Anionic lipid headgroups as a proton-conducting pathway along the surface of membranes: a hypothesis.

Abstract

Evidence has been gathering from several laboratories that protons in proton-pumping membranes move along or within the bilayer rather than exchange with the bulk phase. These experiments are typically conducted on the natural membrane in vivo or in vitro or on fragments of natural membrane. Anionic lipids are present in all proton-pumping membranes. Model studies on the protonation state of the fatty acids of liposomes containing entrapped water show that the bilayers always contain mixtures of protonated and deprotonated carboxylates. Protonated fatty acids form stable acid-anion pairs with deprotonated fatty acids through unusually strong H-bonds. Such acid-anion dimers have a single negative charge, which is shared by the 4 negative oxygens of both headgroups.

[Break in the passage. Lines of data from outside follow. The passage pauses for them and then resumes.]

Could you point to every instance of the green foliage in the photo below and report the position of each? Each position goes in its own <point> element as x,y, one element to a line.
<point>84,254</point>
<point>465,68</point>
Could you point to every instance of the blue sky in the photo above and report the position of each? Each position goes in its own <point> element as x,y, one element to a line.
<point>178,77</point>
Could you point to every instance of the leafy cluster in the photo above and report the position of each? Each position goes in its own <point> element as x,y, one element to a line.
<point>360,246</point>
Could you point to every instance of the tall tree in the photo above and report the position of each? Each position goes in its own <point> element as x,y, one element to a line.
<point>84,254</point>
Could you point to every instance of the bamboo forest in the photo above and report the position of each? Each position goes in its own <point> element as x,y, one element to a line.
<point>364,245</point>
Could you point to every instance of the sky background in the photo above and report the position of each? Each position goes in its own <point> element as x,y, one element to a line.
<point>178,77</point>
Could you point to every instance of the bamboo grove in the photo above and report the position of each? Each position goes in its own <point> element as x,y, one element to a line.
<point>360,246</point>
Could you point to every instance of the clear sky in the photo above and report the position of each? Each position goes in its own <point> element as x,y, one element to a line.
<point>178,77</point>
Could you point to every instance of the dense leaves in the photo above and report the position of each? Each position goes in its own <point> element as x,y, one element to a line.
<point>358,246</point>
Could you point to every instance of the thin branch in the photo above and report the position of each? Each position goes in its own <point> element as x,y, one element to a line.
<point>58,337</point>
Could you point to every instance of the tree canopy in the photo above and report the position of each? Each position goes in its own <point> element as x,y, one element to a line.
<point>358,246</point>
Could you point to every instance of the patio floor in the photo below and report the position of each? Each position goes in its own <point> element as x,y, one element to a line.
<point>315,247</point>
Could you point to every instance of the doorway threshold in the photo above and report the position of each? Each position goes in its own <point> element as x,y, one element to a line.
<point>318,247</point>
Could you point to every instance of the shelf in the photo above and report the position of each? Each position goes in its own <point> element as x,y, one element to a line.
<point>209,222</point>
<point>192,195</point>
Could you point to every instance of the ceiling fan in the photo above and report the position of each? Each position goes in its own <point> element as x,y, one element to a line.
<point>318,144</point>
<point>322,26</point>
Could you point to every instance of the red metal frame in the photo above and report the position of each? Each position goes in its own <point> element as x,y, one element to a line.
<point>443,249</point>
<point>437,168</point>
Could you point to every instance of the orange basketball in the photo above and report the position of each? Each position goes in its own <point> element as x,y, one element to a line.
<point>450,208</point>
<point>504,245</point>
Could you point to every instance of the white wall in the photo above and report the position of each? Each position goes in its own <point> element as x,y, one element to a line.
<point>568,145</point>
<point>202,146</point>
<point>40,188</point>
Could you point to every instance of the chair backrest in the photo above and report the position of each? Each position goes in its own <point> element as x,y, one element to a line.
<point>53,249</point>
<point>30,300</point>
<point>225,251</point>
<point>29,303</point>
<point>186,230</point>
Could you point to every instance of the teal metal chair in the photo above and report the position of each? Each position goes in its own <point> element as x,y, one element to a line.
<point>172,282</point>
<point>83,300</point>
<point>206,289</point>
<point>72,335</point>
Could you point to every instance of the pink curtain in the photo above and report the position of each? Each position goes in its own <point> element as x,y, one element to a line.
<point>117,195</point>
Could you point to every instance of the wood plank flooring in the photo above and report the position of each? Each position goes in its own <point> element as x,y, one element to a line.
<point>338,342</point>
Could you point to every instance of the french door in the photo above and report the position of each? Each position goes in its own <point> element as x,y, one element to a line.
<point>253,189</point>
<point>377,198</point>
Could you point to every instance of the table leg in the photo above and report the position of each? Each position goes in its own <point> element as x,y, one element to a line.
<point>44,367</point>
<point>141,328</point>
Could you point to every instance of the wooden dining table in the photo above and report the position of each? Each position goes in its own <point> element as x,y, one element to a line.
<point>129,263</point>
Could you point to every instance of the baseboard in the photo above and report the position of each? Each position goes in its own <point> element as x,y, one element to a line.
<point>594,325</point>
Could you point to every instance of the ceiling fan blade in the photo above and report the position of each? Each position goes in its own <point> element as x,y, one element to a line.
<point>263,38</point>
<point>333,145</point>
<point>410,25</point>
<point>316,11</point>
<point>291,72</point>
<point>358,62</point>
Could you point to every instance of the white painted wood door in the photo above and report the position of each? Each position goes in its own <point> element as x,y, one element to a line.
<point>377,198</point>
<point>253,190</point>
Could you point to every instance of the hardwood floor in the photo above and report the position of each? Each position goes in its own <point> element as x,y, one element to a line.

The 2 pK values of the resulting dimer will be significantly different from the pK of the monomeric species, so that the dimer will be stable over a wide pH range. Anionic lipid headgroups in biological membranes may share protons as acid-anion dimers and anionic lipids thus trap and conduct protons along the headgroup domain of bilayers that contain such anionic lipids. Protons pumped from the other side of the membrane may enter and move within the headgroup sheet because the protonation rate of negatively charged proton acceptors is 5 orders of magnitude faster than that of water. Protons trapped in the acidic headgroup sheet need not leave this region in order to be utilized by a responsive proton-translocating pore (a transport protein using the proton gradient). Experiments suggest the proton concentration in the headgroup domain may vary widely and the anionic lipid headgroup sheet may therefore function as a proton buffer. Due to the Gouy-Chapman-Stern layer at polyanionic surfaces, anionic lipids will also sequester protons from the bulk solution at low and moderate ionic strengths. At high ionic strength metal cations may replace protons sequestered near the headgroups, but these cations cannot substitute for protons in the proton-conducting pathway, which is based on H-bonding.